I want to introduce you to Willow, but after that I also wanted to tell you about an experience I recently had and how it relates to why I want to write novels.

So who is Willow? Well, if you have been following my blog so far you would know that much of the discussion has been about my Muse and my IE (Internal Editor), and their ongoing conflict (and believe me it is still ongoing). And part of my problem was actually communicating with them, especially my Muse. I just was not connecting the way I wanted.

I was told that if I really wanted to talk with them I should personalize them. Give them a name. After all it is much easier to talk to someone you know than a stranger. I thought about this for a long time and tried to come up with a name for IE. But in the end I decided to just keep calling IE — “IE”. I imagined IE as being a hard nosed editor, like the type you see in the real old newsroom movies. A cigar sticking out the side of the mouth, a pot belly, with suspenders and a graveled voice. The perfect Editor. I believe it would be easier to talk to him if I picture him like I described.

Now to my Muse. I didn’t want to keep just calling my Muse — “my Muse”. It didn’t let me create a personality for my Muse. So I thought about it and ran all sorts of names through my mind. Even looked at baby name websites. Nothing came and then it came to me Willow. While most of the time I envision my Muse as a female, there are times when I might need to talk to a male Muse.
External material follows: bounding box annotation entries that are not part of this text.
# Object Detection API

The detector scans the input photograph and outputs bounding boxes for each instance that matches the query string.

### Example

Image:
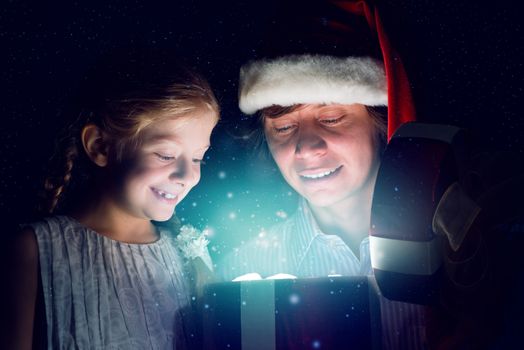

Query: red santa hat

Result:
[239,0,415,139]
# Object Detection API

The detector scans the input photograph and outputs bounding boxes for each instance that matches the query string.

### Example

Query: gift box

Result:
[201,276,381,350]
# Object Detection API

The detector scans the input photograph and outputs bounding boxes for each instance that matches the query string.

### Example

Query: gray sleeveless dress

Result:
[30,216,191,349]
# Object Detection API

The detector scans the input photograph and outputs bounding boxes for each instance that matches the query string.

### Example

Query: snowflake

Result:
[176,225,209,259]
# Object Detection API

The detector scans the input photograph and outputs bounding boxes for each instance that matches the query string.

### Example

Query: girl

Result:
[4,50,219,349]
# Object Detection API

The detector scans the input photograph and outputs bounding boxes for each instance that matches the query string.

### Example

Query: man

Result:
[217,1,426,349]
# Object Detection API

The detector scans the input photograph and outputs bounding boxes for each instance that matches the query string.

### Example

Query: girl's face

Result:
[117,109,217,221]
[264,104,379,207]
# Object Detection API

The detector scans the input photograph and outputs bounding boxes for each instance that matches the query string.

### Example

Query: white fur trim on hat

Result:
[239,55,388,114]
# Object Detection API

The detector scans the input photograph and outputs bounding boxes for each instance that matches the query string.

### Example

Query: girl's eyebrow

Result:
[144,135,211,150]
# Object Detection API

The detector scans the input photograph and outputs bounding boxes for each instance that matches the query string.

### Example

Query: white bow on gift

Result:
[176,225,213,271]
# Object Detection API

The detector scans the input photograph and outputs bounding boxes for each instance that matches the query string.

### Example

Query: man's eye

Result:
[155,153,175,162]
[320,116,344,124]
[274,125,294,134]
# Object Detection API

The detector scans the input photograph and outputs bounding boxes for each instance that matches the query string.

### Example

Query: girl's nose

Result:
[169,156,198,187]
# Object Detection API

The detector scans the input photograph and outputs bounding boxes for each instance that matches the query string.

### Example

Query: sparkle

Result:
[289,293,300,305]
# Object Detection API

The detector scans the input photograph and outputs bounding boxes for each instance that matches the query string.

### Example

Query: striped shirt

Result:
[218,199,427,349]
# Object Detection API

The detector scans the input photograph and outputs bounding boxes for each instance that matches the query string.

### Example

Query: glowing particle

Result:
[289,293,300,305]
[275,210,287,219]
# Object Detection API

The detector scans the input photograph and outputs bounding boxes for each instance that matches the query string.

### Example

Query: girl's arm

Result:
[0,228,38,349]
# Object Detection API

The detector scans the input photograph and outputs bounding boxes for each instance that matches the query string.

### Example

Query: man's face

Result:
[264,104,379,207]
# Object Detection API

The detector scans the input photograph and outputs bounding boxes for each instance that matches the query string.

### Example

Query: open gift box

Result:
[200,276,381,350]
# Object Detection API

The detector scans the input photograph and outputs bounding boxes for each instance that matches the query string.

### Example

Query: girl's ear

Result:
[82,124,109,167]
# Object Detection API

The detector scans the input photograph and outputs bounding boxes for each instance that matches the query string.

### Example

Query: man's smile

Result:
[298,165,342,181]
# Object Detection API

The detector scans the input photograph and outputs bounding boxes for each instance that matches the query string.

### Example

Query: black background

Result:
[0,0,524,253]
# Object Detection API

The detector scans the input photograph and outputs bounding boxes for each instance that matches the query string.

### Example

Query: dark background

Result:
[0,0,524,260]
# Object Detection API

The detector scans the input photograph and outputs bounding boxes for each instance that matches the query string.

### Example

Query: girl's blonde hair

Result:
[39,50,219,214]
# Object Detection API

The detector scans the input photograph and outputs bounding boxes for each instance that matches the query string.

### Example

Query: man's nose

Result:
[169,156,197,187]
[295,124,326,158]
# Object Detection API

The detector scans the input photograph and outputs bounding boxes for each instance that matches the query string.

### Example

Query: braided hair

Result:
[39,49,219,215]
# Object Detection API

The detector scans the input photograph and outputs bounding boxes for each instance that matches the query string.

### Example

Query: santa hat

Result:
[239,0,415,139]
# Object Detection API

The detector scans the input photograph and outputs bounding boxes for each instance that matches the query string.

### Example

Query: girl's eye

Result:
[155,153,175,162]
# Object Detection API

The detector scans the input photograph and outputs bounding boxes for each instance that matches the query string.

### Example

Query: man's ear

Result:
[81,124,109,167]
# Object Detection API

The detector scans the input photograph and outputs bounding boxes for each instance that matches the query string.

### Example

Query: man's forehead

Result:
[264,103,363,119]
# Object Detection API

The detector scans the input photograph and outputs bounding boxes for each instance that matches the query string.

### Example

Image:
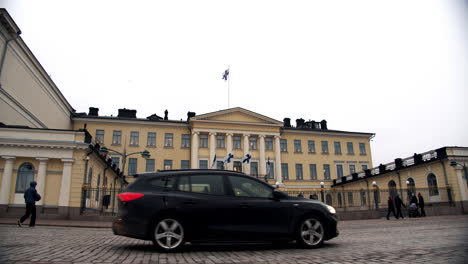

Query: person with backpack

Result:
[18,181,41,227]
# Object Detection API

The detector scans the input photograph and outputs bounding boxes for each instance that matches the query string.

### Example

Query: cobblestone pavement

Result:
[0,215,468,264]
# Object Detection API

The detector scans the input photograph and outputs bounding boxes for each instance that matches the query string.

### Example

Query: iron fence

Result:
[282,187,454,211]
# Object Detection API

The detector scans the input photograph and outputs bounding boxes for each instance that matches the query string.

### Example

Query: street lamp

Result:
[320,182,325,203]
[372,181,379,210]
[99,147,151,187]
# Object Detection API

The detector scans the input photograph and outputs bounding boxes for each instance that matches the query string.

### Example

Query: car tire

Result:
[296,216,326,248]
[151,217,186,252]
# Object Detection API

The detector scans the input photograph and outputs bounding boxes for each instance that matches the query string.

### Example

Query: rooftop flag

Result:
[223,68,229,81]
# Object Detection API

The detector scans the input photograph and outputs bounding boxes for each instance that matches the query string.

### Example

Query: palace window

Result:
[296,164,304,180]
[249,137,257,150]
[322,141,328,154]
[359,143,366,155]
[233,136,242,149]
[164,133,174,147]
[281,163,289,180]
[216,135,226,148]
[309,164,317,180]
[265,138,273,150]
[15,162,34,193]
[427,173,439,196]
[294,139,302,153]
[323,164,330,180]
[181,134,190,148]
[280,139,288,152]
[334,141,341,155]
[307,140,315,153]
[96,129,104,143]
[130,131,140,146]
[346,142,354,155]
[200,134,208,148]
[147,132,156,147]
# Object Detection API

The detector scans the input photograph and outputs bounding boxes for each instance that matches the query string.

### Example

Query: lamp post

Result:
[99,147,151,188]
[372,181,379,210]
[320,182,325,203]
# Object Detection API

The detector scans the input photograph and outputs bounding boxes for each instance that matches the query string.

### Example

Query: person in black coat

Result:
[387,196,398,220]
[18,181,41,227]
[418,193,426,216]
[395,194,406,219]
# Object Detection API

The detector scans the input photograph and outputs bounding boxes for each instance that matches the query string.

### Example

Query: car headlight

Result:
[325,205,336,214]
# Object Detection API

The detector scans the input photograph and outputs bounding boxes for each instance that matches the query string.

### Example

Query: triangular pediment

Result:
[190,107,283,126]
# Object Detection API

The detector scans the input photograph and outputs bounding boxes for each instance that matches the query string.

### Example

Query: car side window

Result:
[229,176,273,198]
[176,176,191,192]
[150,176,174,189]
[190,175,224,195]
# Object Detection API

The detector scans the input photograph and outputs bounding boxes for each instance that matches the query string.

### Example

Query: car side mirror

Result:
[273,189,288,200]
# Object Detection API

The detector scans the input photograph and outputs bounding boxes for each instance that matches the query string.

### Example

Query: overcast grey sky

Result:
[0,0,468,166]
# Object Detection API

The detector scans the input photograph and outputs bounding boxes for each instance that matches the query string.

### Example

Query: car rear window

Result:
[150,176,175,190]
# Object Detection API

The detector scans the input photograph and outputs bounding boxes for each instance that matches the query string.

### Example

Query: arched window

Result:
[15,162,34,193]
[427,173,439,196]
[388,180,398,198]
[325,194,333,205]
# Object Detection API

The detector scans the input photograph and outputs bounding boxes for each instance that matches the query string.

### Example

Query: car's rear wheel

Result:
[297,216,325,248]
[152,217,185,252]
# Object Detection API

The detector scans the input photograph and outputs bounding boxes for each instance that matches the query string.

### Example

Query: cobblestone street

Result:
[0,215,468,264]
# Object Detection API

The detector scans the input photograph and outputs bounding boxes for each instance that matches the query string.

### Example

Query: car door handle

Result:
[184,199,197,205]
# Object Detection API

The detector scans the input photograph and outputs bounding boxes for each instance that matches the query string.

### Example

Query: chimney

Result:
[88,107,99,116]
[296,118,305,128]
[117,108,136,118]
[187,112,196,121]
[320,119,328,129]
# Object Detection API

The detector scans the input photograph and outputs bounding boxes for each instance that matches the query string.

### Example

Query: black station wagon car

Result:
[112,170,338,251]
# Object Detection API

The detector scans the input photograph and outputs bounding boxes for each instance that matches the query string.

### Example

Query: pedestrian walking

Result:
[387,196,398,220]
[418,193,426,216]
[18,181,41,227]
[395,194,406,219]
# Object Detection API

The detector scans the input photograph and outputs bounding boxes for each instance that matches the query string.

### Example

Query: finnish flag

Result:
[242,153,252,163]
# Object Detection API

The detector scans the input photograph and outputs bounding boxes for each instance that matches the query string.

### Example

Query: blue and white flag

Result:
[224,153,234,163]
[267,157,271,175]
[211,154,216,168]
[242,153,252,164]
[223,68,229,81]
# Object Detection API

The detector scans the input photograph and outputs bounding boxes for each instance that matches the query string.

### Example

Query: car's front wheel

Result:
[297,216,325,248]
[152,218,185,252]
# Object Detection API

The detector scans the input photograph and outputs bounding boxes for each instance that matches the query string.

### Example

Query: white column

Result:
[275,136,283,183]
[0,156,15,204]
[208,132,219,168]
[258,135,266,177]
[59,159,73,206]
[242,134,250,175]
[455,166,468,202]
[190,131,200,169]
[36,158,49,205]
[226,133,234,170]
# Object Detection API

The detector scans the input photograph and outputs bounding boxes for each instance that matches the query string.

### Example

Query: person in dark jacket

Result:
[395,194,406,219]
[387,196,398,220]
[18,181,41,227]
[418,193,426,216]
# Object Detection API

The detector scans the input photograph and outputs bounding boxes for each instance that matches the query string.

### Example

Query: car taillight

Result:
[117,193,145,202]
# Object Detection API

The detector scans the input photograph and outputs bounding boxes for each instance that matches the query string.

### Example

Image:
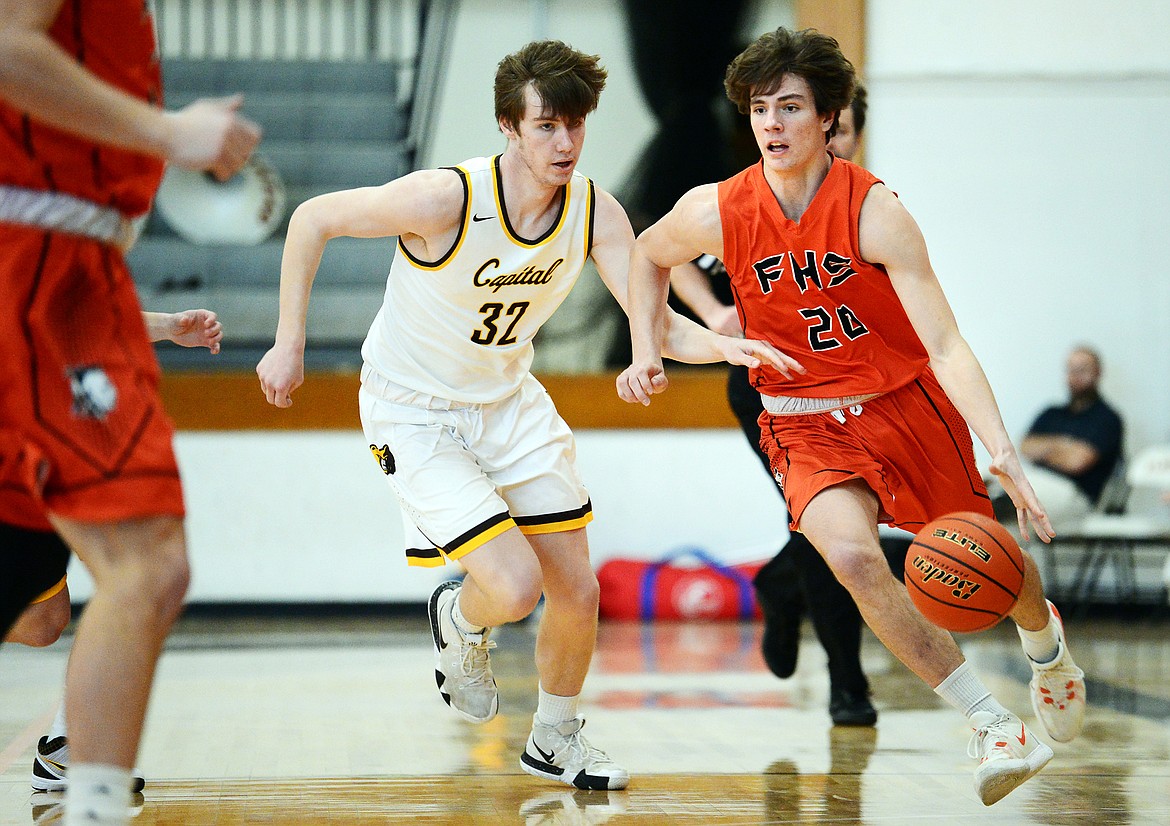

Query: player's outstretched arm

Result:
[143,310,223,355]
[593,185,803,405]
[859,185,1055,542]
[0,0,260,179]
[256,170,463,407]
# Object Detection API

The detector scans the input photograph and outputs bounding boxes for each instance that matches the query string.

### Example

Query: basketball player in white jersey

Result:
[256,41,797,789]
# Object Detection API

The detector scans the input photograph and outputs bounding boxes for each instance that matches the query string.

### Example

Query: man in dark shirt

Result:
[997,346,1123,531]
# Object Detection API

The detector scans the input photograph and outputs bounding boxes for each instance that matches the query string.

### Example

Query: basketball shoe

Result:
[966,711,1052,806]
[33,736,146,792]
[519,716,629,790]
[1028,603,1085,743]
[428,580,500,723]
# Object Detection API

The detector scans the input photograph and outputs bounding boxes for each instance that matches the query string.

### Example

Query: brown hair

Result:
[723,26,856,139]
[495,40,607,129]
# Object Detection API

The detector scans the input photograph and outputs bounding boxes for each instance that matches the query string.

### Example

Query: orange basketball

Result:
[906,512,1024,632]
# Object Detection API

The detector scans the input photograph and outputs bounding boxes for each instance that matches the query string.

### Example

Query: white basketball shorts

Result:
[358,365,593,567]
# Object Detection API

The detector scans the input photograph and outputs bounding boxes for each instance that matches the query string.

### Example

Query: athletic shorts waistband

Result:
[0,185,138,252]
[362,364,483,411]
[759,393,881,415]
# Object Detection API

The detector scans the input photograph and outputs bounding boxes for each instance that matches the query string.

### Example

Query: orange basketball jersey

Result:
[0,0,163,218]
[718,158,928,398]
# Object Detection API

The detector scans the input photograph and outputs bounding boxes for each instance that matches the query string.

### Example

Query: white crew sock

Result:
[935,662,1011,720]
[44,697,66,739]
[1016,613,1060,665]
[450,591,487,636]
[536,687,581,725]
[63,763,130,826]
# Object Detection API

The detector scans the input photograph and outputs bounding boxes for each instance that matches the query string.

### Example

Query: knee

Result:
[106,519,191,627]
[548,566,601,618]
[491,565,542,622]
[828,542,894,596]
[5,591,71,648]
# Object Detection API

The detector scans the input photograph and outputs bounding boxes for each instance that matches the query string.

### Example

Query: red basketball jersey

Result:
[0,0,163,216]
[718,158,928,398]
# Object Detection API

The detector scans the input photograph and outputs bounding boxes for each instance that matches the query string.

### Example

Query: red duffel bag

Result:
[597,548,764,620]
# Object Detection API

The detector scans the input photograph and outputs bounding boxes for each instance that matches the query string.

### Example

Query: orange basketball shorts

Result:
[759,370,992,531]
[0,223,184,521]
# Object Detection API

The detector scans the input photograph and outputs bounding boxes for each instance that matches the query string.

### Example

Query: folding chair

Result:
[1060,445,1170,608]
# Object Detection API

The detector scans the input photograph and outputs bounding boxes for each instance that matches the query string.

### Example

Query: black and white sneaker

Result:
[33,736,146,792]
[427,580,500,723]
[519,717,629,790]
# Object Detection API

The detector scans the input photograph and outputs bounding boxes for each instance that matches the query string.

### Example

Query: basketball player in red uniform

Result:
[618,28,1085,805]
[0,0,260,824]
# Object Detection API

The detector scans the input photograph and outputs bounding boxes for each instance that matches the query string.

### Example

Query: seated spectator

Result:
[993,345,1123,532]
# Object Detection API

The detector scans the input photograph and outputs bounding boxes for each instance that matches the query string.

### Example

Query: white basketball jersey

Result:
[362,156,593,402]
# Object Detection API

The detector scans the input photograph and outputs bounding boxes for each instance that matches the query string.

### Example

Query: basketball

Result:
[906,512,1024,633]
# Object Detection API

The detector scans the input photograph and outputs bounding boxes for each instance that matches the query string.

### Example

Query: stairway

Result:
[129,58,412,366]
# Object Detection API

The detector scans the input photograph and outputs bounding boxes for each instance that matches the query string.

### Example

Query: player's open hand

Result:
[618,359,669,405]
[256,344,304,407]
[166,95,260,180]
[720,336,808,379]
[167,310,223,355]
[989,452,1057,542]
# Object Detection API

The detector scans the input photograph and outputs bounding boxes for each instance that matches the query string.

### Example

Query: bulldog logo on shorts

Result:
[370,445,398,476]
[66,365,118,420]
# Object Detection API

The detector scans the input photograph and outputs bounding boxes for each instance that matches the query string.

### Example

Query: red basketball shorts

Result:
[0,223,184,521]
[759,370,992,531]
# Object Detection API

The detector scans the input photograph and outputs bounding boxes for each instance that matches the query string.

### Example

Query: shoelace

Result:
[554,723,613,768]
[966,714,1012,760]
[459,640,496,686]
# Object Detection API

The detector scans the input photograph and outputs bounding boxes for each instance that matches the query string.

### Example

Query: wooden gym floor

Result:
[0,608,1170,826]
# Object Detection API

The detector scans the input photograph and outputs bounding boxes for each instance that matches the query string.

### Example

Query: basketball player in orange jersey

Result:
[618,28,1085,805]
[256,41,783,789]
[0,0,260,824]
[0,310,223,792]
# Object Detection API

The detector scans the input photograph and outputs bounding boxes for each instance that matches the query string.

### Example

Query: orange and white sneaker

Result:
[1028,603,1085,743]
[966,711,1052,806]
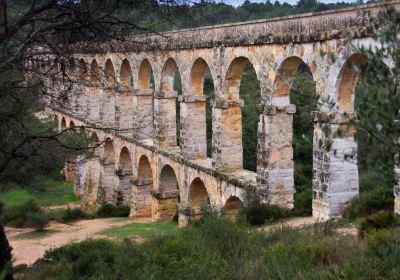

So as it turns out Willow is both male and female, though more often than not it is female. Also the idea of a tree in bloom, the wispy branches draping down around me, the sunlight peaking around arrowed green leaves, gives me a warm and fuzzy feeling. Makes me comfortable and puts me in a mood to talk. Willow is someone I can talk with. So in the future, I will be talking about Willow and IE. I will keep you posted on how well this goes.

One reason I want to be a writer: The other day I was reminded why I want to write fictional novels. I have had a hard time finding some really good books in the genre that I currently enjoy (medieval-like settings, wizards, etc.). In my search through the Kindle Store, one of my most favorite places to wander through — virtually of course, I finally find a book that looks interesting. I prefer series and epic novels. Primarily because they give me the chance to really get to know the characters, the story tends to be more robust, and the series can give me enjoyment for months to come (if not years). So I downloaded the book (I love only paying $0.99 to $2.99 per book). At first the book seemed a little light. What I mean is that the dialogue was a little weak, the characters were somewhat shallow, and there was very little detail. But I kept at it for a few chapters. After all I had spent almost $1.00 on the book. But it did not get any better. In fact, the initial couple of chapters was probably the highlight of the book. The characters were totally unbelievable — not like they were weird creatures or anything. For instance the main character, a princess, is evidently spoiled (but no explanation as to why) and the description of her attitude was almost embarrassing. “She stomped her foot and acted like a child showing that she was immature. She pouted showing how mad she was.” Seriously, is this supposed to be character description? I gagged. It really doesn’t have a bad storyline, but it is meaningless when accompanied with such inane writing. Great writers like Robert Heinlein and C.S. Lewis are what got me interested in writing, but writers, like the person who wrote the above book, is what made me want to write. After reading something like the above I wanted to write my own version. And still do.